Showing posts with label tin cup. Show all posts
Showing posts with label tin cup. Show all posts

Wednesday, November 07, 2007

Hardtack and Coffee

"Hardtack and Coffee"... 6x8" Oil on panel, alla prima from life, 11-2007.

SOLD... Thanks Randy B.!

Click image for larger view...



Hardtack, salt pork, and coffee were the staple rations for the American soldier... both Union and Confederate... during the Civil War. In fact, hard crackers have been issued as rations in every American conflict. During the American Civil War a soldier was rationed ten of these hard crackers per day... or at least was supposed to be. The official name for the cracker was "hardtack" but it had numerous nicknames like, "nail-benders", "worm-castles", and "teeth-dullers". Often they were issued molded and infested with worms and weevils. The most common way soldiers prepared them to eat was to boil them in a tin cup of coffee... this served two purposes... #1)... it softened them up... and #2)... it killed whatever was living in them. The worms would float to the top of the coffee and could easily be skimmed away. I set up this small still life on an old wooden table and painted it from life while at a Civil War Reenactment last weekend. The reenactment was held at Fort Branch near Hamilton, North Carolina. Reenacting is a hobby of mine and I portray an 1860's period civilian usually taking my French easel, brushes, and oils to plein air paint. I had a great time last weekend camping and painting with friends and family... sorry I don't have a photo in my period attire to share... I forgot the camera... maybe next time.

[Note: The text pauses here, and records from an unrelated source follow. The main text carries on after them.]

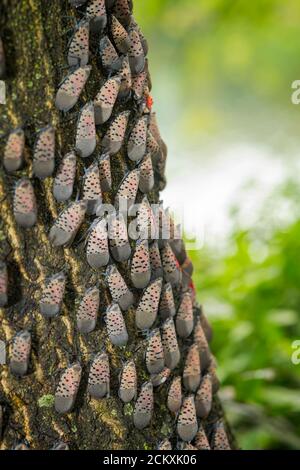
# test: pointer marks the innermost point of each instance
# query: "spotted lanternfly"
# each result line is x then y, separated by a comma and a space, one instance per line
66, 391
97, 253
128, 382
220, 439
178, 247
172, 272
139, 85
187, 425
109, 4
2, 60
96, 13
203, 399
20, 353
164, 445
77, 3
118, 237
125, 74
184, 317
87, 312
52, 295
152, 147
110, 60
145, 222
86, 131
105, 99
99, 376
174, 400
78, 50
71, 88
13, 152
192, 369
64, 229
64, 179
120, 36
3, 284
105, 172
118, 288
187, 271
25, 208
146, 175
213, 374
114, 137
136, 53
146, 312
167, 305
60, 445
186, 446
144, 406
21, 446
170, 344
122, 11
127, 191
156, 133
92, 189
140, 265
163, 226
201, 441
154, 353
115, 324
161, 377
201, 341
43, 153
136, 146
1, 419
206, 327
156, 267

Here is a verse from a song that was sung by the civil war soldier whose title remains unknown, but with a message that is very clear:

There's a hungry, thirsty soldier Who wears his life away,

With torn clothes, whose better days are o'er

He is sighing now for whiskey And, with throat as dry as hay,

Sings, "Hard crackers, hard crackers, Come again no more."

As the war progressed and hunger became an issue the last verse of the song went like this:

"It is the dying wail of the starving,

Hard crackers, hard crackers, come again once more;

You were old and very wormy, but we pass your failings o'er,

O hard crackers, come again once more."